So all you 'game show host' (Mitt Romney) supporters out there - be it now or a hundred years from now - the trickle will still be 'any day' now ... You have fallen for a con job, your head has run into the same wall over and over and you still believe that the Republicans help the economy ... This goes beyond idiocy into the realm of the moronic.

End the Fed

Those blaming the working class and the backbone of any economy for the economic woes of the country or for the world for that matter have no clue how money is created and used in our society.

Once a person understands the Federal Reserve and its fractional reserve banking system (if they have half a brain) know it is the most corrupt institution on the planet and it is by design a system that causes economies to fail.

These are the same people who have us playing the Democrat/Republican blame. They keep us in fear, divided, and distracted while they steal our wealth, civil liberties, and security. It is idiotic at best to think if we change parties in the White House that things will change. Our political system has turned into a two-headed one party system serving their masters the banksters/Federal Reserve and Wall Street.

Greece is in trouble like all countries who are tied into the Federal Reserve and their fractional reserve banking system. Greece's troubles started when Goldman Sachs helped them fudge their economic numbers to get into the Euro zone. They went off their currency the Drachma to the Euro which is part of the European Central Bank/Federal Reserve.

The Federal Reserve system is designed to cause economies to fail and be subservient to them. The Federal Reserve (a group of mostly European banksters) which is neither Federal nor a reserve creates money out of thin air and charges interest on it insuring a debtor economy. Who died and made them the lords of our currency? It was the Federal Reserve Act of 1913!

If someone loans you two dollars to run your economy and expects three back for the loan and interest how are you going to pay the third back? You can’t unless you borrow more dollars which puts you in perpetual debt and in a constant borrowing cycle to pay off the debt. This design is not accidental ...

Here’s the clincher - once the Federal Reserve/banksters have you struggling to pay off your interest, they send in their loan sharks - the International Monetary Fund (IMF). The IMF will loan you money to cover your ever-burdening interest payments but they attach a provision that if you default, you will have to give them your assets in what they call privatization (foreclosure).

Since the interest is exponential, you will default and the banksters will come in and try to foreclose on your country, like Greece (Spain is next ...) They are being told to sell off their own country to pay back the people who caused the mess to begin with. This allows the elite to steal your intrinsic valuable assets because they gave you paper (loans/debt) and the interest on the debt that is systematically impossible to pay back. It has been the corrupt political and business leaders who have made the decisions to allow this to happen. It’s all about greed, power, and corruption folks.

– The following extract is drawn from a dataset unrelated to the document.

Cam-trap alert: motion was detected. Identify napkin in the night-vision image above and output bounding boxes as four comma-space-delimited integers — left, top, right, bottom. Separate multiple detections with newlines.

In the United States case, it doesn’t have to be that way. In our constitution, in Article 1, Section 8, it stipulates that we can 'coin money' as a nation and avoid the Federal Reserve’s interest (fee charged on loans) black hole.

The Federal Reserve has a 100 year charter and it is up in 2013. We have to stop these banksters from gaining an extension by our corrupt paid off politicians. If we can stop the extension, we will take control of our currency and our income taxes will drop dramatically! End the Fed!

Austerity Measures

Everyone in the financial sector knew that the austerity measures put in place by Greece, would not last, they were just buying time to try to force the Central Banks to come up with a new stimulus package; it did not materialize since all the central banks are tapped out, and any more stimulus will send inflation into the stratosphere. I mentioned in an older post there would be riots in the streets of Greece as a result of the austerity measures ... Greece will collapse into a monetary disaster within 6 months, followed by Spain, Portugal, Ireland, Italy ... Guess who is next?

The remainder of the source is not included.